Disability-focused American organization

Delta Alpha Pi (ΔΑΠ) is an American honor society founded in 2004 to recognize high-achieving college and university students with disabilities. Membership is open to both undergraduate and graduate students at colleges and universities with chartered chapters of DAPi who meet certain criteria.

==History==
Delta Alpha Pi was founded in 2004 at East Stroudsburg University of Pennsylvania as an honor society to recognize high-achieving college and university students with disabilities. Its second chapter was started at Edinboro University in 2005. It became a national organization in 2006.
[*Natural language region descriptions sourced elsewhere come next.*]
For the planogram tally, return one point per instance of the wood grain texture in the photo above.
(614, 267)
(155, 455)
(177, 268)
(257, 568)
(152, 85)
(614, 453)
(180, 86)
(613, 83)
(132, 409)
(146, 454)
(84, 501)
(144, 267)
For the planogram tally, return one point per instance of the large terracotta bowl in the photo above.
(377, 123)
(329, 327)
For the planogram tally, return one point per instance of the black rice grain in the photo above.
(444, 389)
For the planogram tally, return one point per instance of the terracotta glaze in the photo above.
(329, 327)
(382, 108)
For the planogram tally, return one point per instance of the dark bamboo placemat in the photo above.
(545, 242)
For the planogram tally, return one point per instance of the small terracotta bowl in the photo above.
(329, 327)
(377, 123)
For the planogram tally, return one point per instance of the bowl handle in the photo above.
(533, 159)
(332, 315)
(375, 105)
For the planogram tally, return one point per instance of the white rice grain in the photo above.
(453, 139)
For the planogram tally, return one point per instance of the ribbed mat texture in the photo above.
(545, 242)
In 2008, it was registered as a not-for-profit 501(c)(3) organization, Delta Alpha Pi International Honor Society. Its national headquarters is in Bethlehem, Pennsylvania.

==Symbols==
The three Greek letters have specific meanings. The letter Delta was selected to represent Disability. Alpha stands for Achievement and Pi stands for Pride. The society's motto is "Working for an aDAPtable World".

Delta Alpha Pi's colors are royal blue and gold; blue represents perseverance and justice, and gold stands for the pursuit of excellence. Graduating members may wear honor cords in the society's colors of royal blue and gold.
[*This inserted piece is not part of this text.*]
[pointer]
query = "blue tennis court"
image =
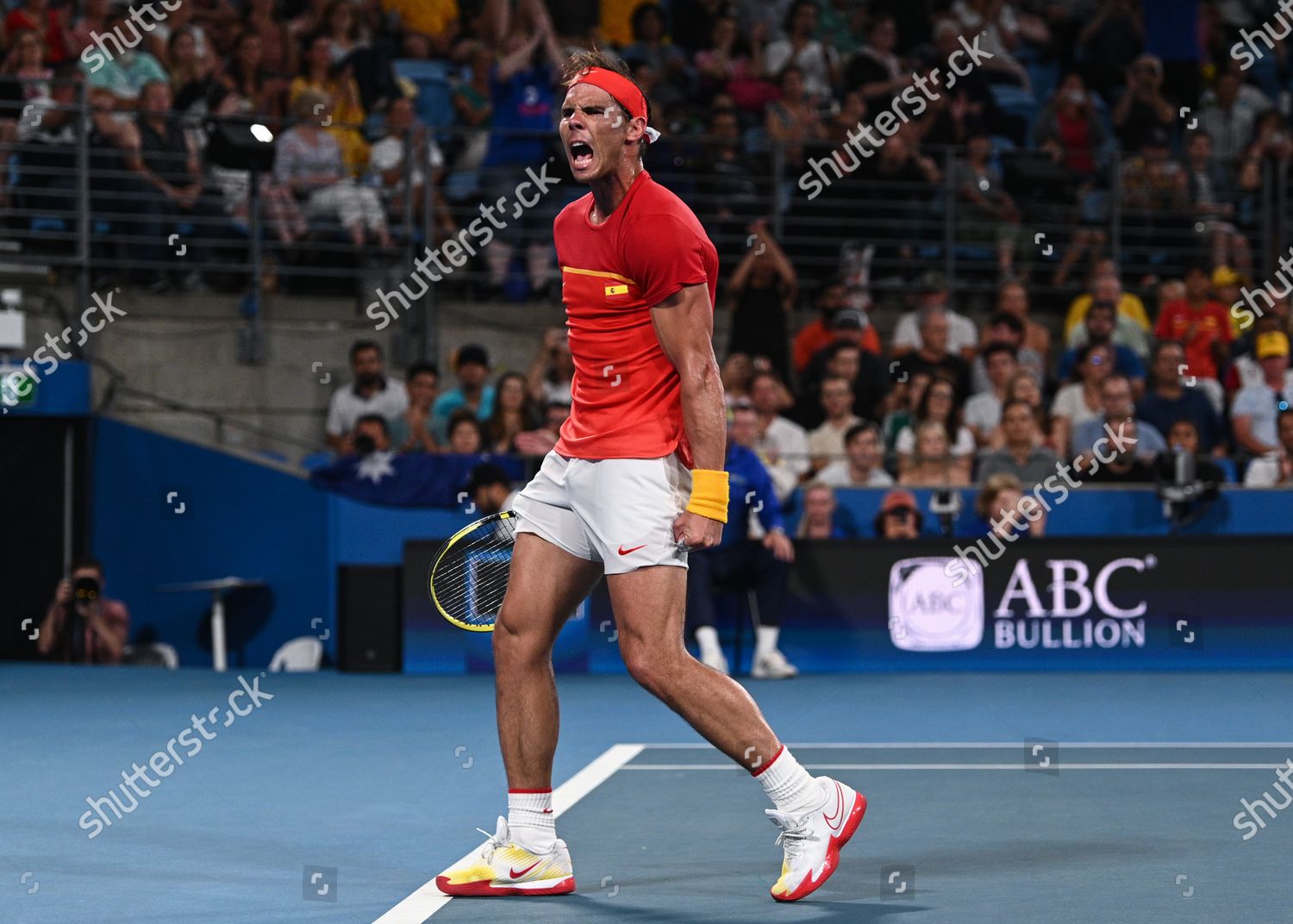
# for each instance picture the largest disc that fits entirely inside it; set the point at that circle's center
(1014, 796)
Its flower is the sunflower, which turns toward the light. Its mascot is the turtle, which works slowly and steadily to reach its goal.

==Membership==
Membership in Delta Alpha Pi is open to undergraduate and graduate students at colleges and universities with chartered chapters of DAPi and who meet certain criteria. Members must have a documented disability, have an interest in disability issues, have at least a 3.1 GPA, have completed 24 credits.

==Chapters==

As of 2024, Delta Alpha Pi has established more than 200 chapters.